Carnegie Mellon Study on Censorship and Deletion Practices in Chinese Social Media

An interesting study was released earlier this month by a group at Carnegie Mellon University titled “censorship and deletion practices in Chinese social media.” According to the authors, “[w]hile much work has looked at efforts to prevent access to information in China (including IP blocking of foreign Web sites or search engine filtering), we present here the first large–scale analysis of political content censorship in social media, i.e., the active deletion of messages published by individuals.” Also, instead of focusing on “hard censorship” (DNS blocking of entire sites, blocking of access to specific search terms), the studytargets “soft censorship” (where users are allowed to post and to search politically sensitive topics, but where individual messages may be deleted soon afterwards by government censors).

The authors collected over 56 million messages broadcasted on Sina Weibo – China’s wildly popular micro blogging platform that is akin to a hybrid between Twitter and Facebook- over a three month period from June 27, 2011 to September 30, 2011. By querying Weibo’s public timeline API at fixed intervals, the authors collected 56,951,585 messages (approximately 600,000 messages per day). The authors then followed up three months later to see if the messages released on a specific day were deleted. 1

The authors then built a list of terms from these messages, forming an index of deletion rates for each term. The authors found that Weibo had a general deletion rate of 16.25% – which they considered to be the baseline deletion rate. 2 From the messages, the authors looked for terms that are deleted at a rate above the baseline rate. 3 Within this list of terms, the authors were able to find several politically-sensitive terms.

According the authors:

Several interesting categories emerge. One is the clear presence of known politically sensitive terms, such as 方滨兴 (Fang Binxing, the architect of the GFW), 真理部 (“Ministry of Truth,” a reference to state propaganda), and 法轮功 (Falun Gong, a banned spiritual group). Another is a set of terms that appear to have become sensitive due to changing real–world events. One example of this is the term 请辞 (to ask someone to resign); deleted messages containing this term call for the resignation of Sheng Guangzu, the Minister of Railways, following the Wenzhou train crash in July (Chan and Duncan, 2011). Another example is the term 两会 (two meetings): this term primarily denotes the joint annual meeting of the National People’s Congress and the Chinese People’s Political Consultative Conference, but also emerged as a code word for “planned protest” during the suppression of pro–democracy rallies in February and March 2011 (Kent, 2011).

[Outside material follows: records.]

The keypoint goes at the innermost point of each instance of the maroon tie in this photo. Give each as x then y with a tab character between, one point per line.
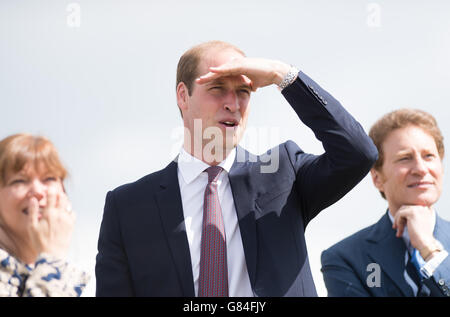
213	279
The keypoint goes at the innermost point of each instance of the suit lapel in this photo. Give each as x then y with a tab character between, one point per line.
389	252
239	182
172	217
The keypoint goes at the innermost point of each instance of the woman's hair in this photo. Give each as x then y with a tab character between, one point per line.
16	151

The most topically cohesive of these are a set of terms found in messages relating to the false rumor of iodized salt preventing radiation poisoning following the Fukushima nuclear disaster of March 2011 (Burkitt, 2011). Highly deleted terms in this category include 防核 (nuclear defense/protection), 碘盐 (iodized salt), and 放射性碘 (radioactive iodine). Unlike other terms whose political sensitivity is relatively static, these are otherwise innocuous terms that become sensitive due to a dynamic real–world event: instructions by the Chinese government not to believe or spread the salt rumors (Xin, et al., 2011). Given recent government instructions to social media to quash false rumors in general (Chao, 2011), we believe that these abnormally high deletions constitute the first direct evidence for suppression of this rumor as well. In addition to specific messages relating to salt, we also observe more general news and commentary about the nuclear crisis appearing more frequently in deleted messages, leading to abnormally high deletion rates for terms such as “nuclear power plant,” “nuclear radiation,” and “Fukushima.”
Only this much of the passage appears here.